Example 2: Evaluation of the antitumor activity of hydroxycamptothecin polyglycerol 1500 succinate

Select two cell lines of human liver cancer cells HepG2 and human erythroleukemia K562 cells, inoculate the cells in DMEM cell culture medium containing 10% fetal bovine serum, and place them in a cell incubator at 37°C containing 5% CO ₂ , every 2 days The medium was changed once, the dispersed cells were digested with 0.25% trypsin, and the cell viability was tested with trypan blue. The tumor cell viability was required to reach more than 95%. Inoculate 10,000 cells per well in a 96-well culture plate, culture in a cell incubator for 4 hours, add 20 μL of drug solution to each well, and test drug concentrations are 10.0, 5.0, 2.5, 1.25, 0.625, 0.3125, 0.15625 μg /mL, 5 replicate wells were set up for each drug concentration, and the control group was added with DMEM medium, and cultured in a cell incubator containing 5% CO ₂ at 37°C for 72 hours. Add freshly prepared 0.5 mg/mL tetrazolium blue tetrazolium-free serum-free culture solution to each well, incubate at 37°C for another 4 hours, and discard the supernatant. Add 200 μL of dimethyl sulfoxide to each well to fully dissolve, set the detection wavelength to 570 nm, and the reference wavelength to 450 nm, and detect the absorbance (OD value) with a microplate reader. The tumor inhibition rate was calculated according to the formula (1), and the half concentration (IC ₅₀ ) was calculated by using Origin software to draw a graph, and the measured maximum maximum inhibition rate (I _max ) was given. The specific results are shown in Table 1. It can be seen from the data in the table that hydroxycamptothecin polyglycerol 1500 succinate and hydroxycamptothecin have similar inhibitory effects on the two tumor cells, and there is no significant difference between the two.

Formula 1)

Table 1 Inhibitory effect of hydroxycamptothecin and hydroxycamptothecin polyglycerol 1500 succinate on tumor cell growth

Claims (5)

1. a polyglycerol fatty acid ester derivative for hydroxycamptothecine, it is characterized in that polyglycerol fatty acid and hydroxycamptothecine 10 hydroxyls form the structure of ester, its structure is such as formula shown in I:

Formula I

Wherein, n value is 3 ~ 50, m value is 1 ~ 5.

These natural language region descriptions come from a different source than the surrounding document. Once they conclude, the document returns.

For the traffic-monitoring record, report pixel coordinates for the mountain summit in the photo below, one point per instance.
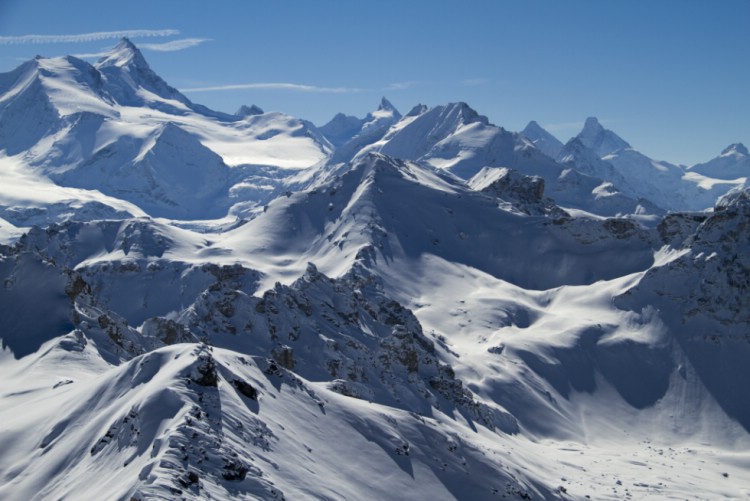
(600, 140)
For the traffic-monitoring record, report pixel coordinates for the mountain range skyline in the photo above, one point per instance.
(199, 304)
(633, 66)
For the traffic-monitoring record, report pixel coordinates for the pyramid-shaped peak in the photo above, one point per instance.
(386, 105)
(592, 124)
(417, 110)
(386, 110)
(602, 141)
(124, 54)
(735, 149)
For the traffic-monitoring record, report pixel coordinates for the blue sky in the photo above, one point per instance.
(669, 76)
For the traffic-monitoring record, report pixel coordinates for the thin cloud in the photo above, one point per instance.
(84, 37)
(174, 45)
(276, 86)
(90, 55)
(401, 85)
(474, 82)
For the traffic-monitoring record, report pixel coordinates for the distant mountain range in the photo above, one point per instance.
(200, 305)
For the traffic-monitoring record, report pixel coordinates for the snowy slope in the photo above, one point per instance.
(118, 128)
(364, 323)
(543, 140)
(353, 134)
(732, 163)
(600, 152)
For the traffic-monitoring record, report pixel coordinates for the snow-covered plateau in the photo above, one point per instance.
(201, 305)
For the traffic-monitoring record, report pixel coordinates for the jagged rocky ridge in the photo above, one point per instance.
(356, 305)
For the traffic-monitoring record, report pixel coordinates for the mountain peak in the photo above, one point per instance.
(542, 139)
(386, 110)
(124, 54)
(386, 105)
(602, 141)
(592, 125)
(735, 149)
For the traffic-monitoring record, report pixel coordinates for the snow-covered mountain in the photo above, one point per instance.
(197, 305)
(118, 128)
(733, 163)
(601, 153)
(543, 140)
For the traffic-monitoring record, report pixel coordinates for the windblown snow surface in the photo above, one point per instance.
(197, 305)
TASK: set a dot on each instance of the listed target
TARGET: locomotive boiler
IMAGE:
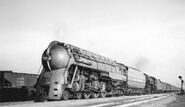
(72, 72)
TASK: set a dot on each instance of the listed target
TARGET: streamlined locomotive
(72, 72)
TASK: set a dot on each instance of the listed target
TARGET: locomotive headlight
(55, 57)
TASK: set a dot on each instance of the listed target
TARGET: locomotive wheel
(66, 95)
(95, 95)
(79, 95)
(86, 95)
(103, 94)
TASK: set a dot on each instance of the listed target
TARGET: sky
(145, 34)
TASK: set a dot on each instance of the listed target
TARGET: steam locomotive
(71, 72)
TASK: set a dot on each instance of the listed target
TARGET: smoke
(142, 63)
(61, 33)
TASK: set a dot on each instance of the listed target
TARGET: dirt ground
(179, 102)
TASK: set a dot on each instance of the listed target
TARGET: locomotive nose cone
(59, 57)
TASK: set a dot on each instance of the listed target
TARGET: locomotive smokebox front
(55, 56)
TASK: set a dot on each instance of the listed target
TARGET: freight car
(71, 72)
(16, 86)
(136, 81)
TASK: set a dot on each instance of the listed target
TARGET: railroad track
(124, 101)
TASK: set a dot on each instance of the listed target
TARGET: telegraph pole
(182, 81)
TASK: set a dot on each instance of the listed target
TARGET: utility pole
(182, 81)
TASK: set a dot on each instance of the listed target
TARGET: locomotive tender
(71, 72)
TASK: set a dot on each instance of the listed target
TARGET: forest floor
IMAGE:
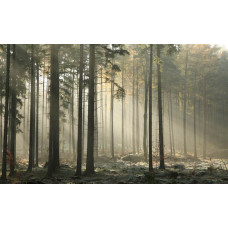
(129, 169)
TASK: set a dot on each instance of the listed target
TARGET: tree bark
(145, 149)
(79, 155)
(13, 115)
(161, 146)
(150, 109)
(37, 114)
(32, 114)
(6, 113)
(185, 92)
(90, 141)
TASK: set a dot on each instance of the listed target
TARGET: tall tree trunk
(111, 118)
(53, 162)
(42, 131)
(185, 92)
(102, 113)
(79, 155)
(171, 116)
(72, 119)
(194, 104)
(123, 145)
(133, 107)
(105, 130)
(150, 109)
(90, 141)
(170, 128)
(204, 118)
(37, 114)
(83, 120)
(1, 133)
(137, 110)
(32, 114)
(161, 146)
(13, 115)
(6, 113)
(145, 149)
(95, 119)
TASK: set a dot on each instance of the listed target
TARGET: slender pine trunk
(6, 113)
(185, 92)
(37, 113)
(161, 145)
(79, 155)
(32, 114)
(150, 109)
(90, 141)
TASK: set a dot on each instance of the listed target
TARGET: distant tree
(90, 140)
(32, 113)
(79, 156)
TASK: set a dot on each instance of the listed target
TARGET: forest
(113, 113)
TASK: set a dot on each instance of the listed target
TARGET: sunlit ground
(130, 169)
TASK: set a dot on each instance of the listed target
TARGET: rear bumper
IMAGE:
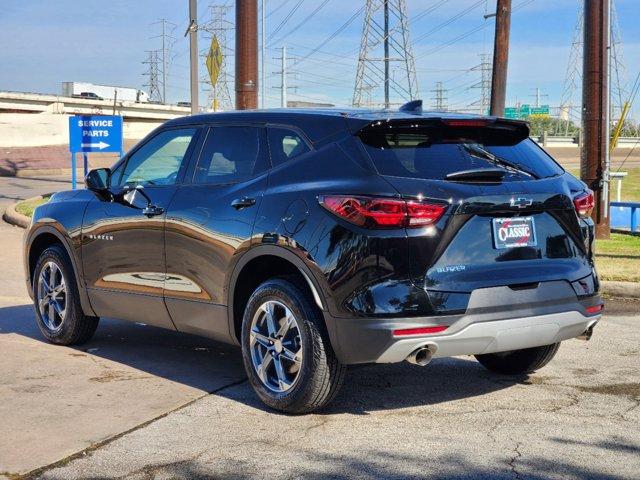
(499, 319)
(373, 341)
(496, 336)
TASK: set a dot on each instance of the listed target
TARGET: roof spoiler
(489, 130)
(414, 106)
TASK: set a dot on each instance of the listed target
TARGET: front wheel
(522, 361)
(57, 302)
(286, 351)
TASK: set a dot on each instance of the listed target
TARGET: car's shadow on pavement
(209, 365)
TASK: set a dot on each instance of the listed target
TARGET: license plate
(514, 232)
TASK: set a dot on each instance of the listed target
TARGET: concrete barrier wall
(39, 129)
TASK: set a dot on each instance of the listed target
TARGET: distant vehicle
(103, 92)
(316, 239)
(88, 95)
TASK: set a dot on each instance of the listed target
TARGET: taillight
(419, 331)
(372, 212)
(584, 203)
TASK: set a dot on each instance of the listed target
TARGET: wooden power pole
(246, 54)
(594, 107)
(500, 58)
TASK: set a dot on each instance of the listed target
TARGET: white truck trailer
(105, 92)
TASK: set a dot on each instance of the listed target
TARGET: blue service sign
(95, 133)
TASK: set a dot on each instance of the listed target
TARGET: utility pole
(193, 54)
(283, 79)
(386, 54)
(500, 58)
(217, 27)
(594, 107)
(246, 54)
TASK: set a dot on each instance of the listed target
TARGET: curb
(17, 219)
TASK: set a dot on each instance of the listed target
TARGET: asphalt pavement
(142, 403)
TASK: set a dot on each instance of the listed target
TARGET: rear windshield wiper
(479, 152)
(478, 175)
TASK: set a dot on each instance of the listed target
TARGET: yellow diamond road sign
(214, 61)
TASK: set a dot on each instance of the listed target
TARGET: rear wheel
(57, 302)
(286, 351)
(522, 361)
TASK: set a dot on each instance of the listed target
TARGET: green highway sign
(525, 111)
(542, 110)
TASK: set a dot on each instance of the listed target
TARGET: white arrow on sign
(100, 145)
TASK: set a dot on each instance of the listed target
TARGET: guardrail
(633, 209)
(551, 140)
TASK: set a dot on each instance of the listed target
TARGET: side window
(284, 145)
(230, 154)
(158, 161)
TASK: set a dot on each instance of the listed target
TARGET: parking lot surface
(138, 402)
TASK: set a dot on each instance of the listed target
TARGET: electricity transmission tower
(486, 69)
(165, 52)
(152, 72)
(284, 74)
(439, 99)
(569, 107)
(217, 27)
(386, 65)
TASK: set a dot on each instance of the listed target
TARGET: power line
(285, 20)
(340, 29)
(303, 22)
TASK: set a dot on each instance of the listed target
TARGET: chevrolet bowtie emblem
(521, 202)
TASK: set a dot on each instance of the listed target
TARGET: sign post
(93, 133)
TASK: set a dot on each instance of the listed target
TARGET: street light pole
(262, 60)
(500, 58)
(193, 54)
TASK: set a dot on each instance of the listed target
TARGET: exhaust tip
(587, 334)
(421, 356)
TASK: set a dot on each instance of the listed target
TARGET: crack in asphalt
(96, 446)
(513, 459)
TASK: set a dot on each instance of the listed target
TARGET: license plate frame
(515, 235)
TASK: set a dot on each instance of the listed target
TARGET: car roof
(316, 123)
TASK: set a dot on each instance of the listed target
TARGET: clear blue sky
(46, 42)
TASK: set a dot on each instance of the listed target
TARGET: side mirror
(98, 180)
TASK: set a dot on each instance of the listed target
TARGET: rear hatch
(510, 220)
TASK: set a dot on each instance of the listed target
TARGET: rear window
(435, 153)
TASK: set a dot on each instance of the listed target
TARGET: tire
(516, 362)
(307, 385)
(62, 321)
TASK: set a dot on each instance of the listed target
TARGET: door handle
(152, 211)
(244, 202)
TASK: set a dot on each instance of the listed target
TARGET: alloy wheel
(275, 345)
(52, 296)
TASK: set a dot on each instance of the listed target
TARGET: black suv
(315, 239)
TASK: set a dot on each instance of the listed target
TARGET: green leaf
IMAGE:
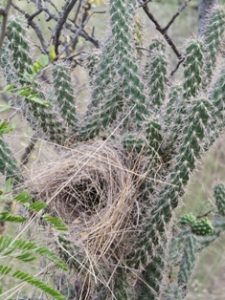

2. the polyglycerol fatty acid ester derivative of a kind of hydroxycamptothecine as claimed in claim 1, is characterized in that Polyglycerine part is the Polyglycerine with side chain.

3. the polyglycerol fatty acid ester derivative of a kind of hydroxycamptothecine as claimed in claim 1, is characterized in that the polymerization degree n of Polyglycerine part is preferably 10 or 20.

4. the polyglycerol fatty acid ester derivative of a kind of hydroxycamptothecine as claimed in claim 1, is characterized in that the m value of fatty acid part is preferably 2 or 3.

5. the polyglycerol fatty acid ester derivative of a kind of hydroxycamptothecine as claimed in claim 1, its purposes is for the preparation of antitumor drug.